John Thelwall: Radical Romantic and Acquitted Felon
Steve Poole
John Thelwall was a Romantic and Enlightenment polymath. During the 1790s, he achieved national recognition as an orator, republican, Jacobin theorist and leading member of the proto-democratic London Corresponding Society. In 1794 he was tried and acquitted of high treason, earning himself the disdainful soubriquet 'acquitted felon' from Secretary of State for War, William Windham. Later, Thelwall's interests turned to poetry and plays.

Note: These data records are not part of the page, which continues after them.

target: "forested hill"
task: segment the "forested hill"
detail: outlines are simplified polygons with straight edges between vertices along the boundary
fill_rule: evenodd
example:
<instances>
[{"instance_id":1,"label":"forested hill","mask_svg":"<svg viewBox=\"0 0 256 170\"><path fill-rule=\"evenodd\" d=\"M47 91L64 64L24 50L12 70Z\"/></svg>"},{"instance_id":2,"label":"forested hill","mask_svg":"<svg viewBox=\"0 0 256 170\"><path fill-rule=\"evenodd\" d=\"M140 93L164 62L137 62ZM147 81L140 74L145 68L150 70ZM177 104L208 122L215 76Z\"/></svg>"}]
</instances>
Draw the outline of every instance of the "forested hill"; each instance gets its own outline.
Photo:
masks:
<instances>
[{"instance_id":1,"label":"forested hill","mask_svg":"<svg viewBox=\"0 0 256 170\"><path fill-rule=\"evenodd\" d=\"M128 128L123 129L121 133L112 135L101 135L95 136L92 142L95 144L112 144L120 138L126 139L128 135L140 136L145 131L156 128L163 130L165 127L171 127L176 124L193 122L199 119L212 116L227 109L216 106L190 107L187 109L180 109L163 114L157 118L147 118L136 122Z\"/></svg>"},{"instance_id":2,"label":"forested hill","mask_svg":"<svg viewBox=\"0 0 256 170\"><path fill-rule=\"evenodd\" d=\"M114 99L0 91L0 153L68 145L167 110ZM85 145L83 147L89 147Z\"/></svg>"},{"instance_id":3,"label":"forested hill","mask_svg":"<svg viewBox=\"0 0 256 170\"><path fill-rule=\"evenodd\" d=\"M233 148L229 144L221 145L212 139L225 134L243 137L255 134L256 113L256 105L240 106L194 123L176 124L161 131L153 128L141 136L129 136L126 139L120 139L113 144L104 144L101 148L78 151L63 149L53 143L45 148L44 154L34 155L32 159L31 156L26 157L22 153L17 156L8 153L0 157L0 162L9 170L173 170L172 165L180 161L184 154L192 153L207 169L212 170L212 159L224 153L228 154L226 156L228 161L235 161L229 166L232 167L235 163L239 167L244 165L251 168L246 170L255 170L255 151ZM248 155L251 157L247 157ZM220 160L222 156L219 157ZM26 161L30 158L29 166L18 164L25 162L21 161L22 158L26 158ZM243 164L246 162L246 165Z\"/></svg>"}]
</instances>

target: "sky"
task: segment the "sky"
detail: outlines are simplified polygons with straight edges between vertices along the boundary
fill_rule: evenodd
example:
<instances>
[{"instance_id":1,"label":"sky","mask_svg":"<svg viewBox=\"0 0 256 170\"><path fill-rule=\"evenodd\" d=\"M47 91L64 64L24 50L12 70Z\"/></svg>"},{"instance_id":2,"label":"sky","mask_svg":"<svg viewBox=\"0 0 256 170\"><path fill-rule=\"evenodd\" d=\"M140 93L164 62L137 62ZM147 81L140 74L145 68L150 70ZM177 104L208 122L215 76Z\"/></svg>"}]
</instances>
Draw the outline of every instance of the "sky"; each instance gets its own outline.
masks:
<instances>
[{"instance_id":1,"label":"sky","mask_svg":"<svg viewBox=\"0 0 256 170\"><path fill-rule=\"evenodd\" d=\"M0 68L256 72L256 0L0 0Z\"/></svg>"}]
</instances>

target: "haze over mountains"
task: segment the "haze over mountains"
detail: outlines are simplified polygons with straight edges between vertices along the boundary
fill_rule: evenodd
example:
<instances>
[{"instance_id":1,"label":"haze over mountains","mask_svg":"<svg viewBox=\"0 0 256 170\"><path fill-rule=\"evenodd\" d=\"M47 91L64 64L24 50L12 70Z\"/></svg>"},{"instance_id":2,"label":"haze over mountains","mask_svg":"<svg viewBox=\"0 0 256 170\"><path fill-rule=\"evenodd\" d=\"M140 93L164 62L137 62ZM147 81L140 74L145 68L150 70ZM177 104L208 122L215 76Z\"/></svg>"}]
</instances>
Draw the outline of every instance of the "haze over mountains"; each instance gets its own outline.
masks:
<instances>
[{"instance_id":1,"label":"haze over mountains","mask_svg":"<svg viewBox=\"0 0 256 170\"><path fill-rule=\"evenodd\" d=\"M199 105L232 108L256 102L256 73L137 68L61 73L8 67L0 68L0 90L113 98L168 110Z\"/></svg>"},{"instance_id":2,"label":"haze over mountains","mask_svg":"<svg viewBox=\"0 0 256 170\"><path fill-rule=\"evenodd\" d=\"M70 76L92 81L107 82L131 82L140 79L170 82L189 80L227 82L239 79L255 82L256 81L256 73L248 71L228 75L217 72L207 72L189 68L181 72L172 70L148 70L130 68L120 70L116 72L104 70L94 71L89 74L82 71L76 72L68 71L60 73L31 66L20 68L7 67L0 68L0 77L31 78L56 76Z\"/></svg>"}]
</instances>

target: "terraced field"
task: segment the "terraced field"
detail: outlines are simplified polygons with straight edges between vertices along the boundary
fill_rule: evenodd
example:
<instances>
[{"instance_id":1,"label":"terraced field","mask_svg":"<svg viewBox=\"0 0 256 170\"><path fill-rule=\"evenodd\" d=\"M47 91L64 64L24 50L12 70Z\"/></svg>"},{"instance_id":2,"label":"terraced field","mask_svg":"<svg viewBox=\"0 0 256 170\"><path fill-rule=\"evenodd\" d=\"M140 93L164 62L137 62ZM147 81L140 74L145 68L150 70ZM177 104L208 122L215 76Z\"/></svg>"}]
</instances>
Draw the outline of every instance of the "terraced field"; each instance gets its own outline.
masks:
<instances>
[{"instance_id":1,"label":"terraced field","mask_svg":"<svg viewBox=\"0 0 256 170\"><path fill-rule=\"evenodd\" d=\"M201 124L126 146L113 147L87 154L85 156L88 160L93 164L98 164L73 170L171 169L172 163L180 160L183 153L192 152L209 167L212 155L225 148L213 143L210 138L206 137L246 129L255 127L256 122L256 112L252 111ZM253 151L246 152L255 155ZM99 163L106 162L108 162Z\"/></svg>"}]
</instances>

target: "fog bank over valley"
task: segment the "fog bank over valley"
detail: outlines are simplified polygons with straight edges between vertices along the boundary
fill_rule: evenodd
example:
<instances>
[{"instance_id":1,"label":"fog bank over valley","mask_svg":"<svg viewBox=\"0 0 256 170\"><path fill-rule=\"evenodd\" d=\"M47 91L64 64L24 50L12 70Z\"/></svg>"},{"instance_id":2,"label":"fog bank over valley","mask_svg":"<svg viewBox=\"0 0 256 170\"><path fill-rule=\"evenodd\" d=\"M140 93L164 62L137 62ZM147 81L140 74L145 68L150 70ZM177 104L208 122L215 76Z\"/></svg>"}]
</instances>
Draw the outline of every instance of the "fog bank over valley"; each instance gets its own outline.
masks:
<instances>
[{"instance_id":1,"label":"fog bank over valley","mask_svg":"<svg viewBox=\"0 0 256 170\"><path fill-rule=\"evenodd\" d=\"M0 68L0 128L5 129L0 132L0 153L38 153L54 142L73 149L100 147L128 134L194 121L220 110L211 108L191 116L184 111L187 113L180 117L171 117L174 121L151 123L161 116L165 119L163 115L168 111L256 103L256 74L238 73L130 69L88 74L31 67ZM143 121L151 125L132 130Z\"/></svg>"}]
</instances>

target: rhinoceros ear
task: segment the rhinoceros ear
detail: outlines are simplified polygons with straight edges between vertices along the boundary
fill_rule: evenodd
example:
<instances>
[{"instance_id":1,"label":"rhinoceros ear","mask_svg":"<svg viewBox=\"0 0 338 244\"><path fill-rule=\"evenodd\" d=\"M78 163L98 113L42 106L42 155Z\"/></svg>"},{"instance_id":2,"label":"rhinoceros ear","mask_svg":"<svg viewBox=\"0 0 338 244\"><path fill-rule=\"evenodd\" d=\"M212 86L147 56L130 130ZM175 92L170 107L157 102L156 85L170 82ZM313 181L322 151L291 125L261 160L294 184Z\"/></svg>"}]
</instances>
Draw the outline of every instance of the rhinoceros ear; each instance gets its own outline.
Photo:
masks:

He was a collaborator and confidant of Wordsworth and Coleridge during the gestation of Lyrical Ballads, a Romantic ruralist, travel-writer and pedestrian, and an idealistic farmer in the Wye Valley. During the nineteenth century he pioneered elocutionism, curing young men from stammers and theorizing about phonetics at his own London Institute. Although the separate strands of Thelwall's life and work have been considered at various times by scholars of both English literature and of eighteenth-century history, no volume has yet sought to bring them together or make sense of them as a whole; to understand, for example, the association Thelwall made between speech therapy and radical politics. This edited collection draws together a range of essays from leading eighteenth-century and Romantic scholars. Thelwall's manifold activities are considered in relation to each other, and contextualized within wider Romantic culture and politics.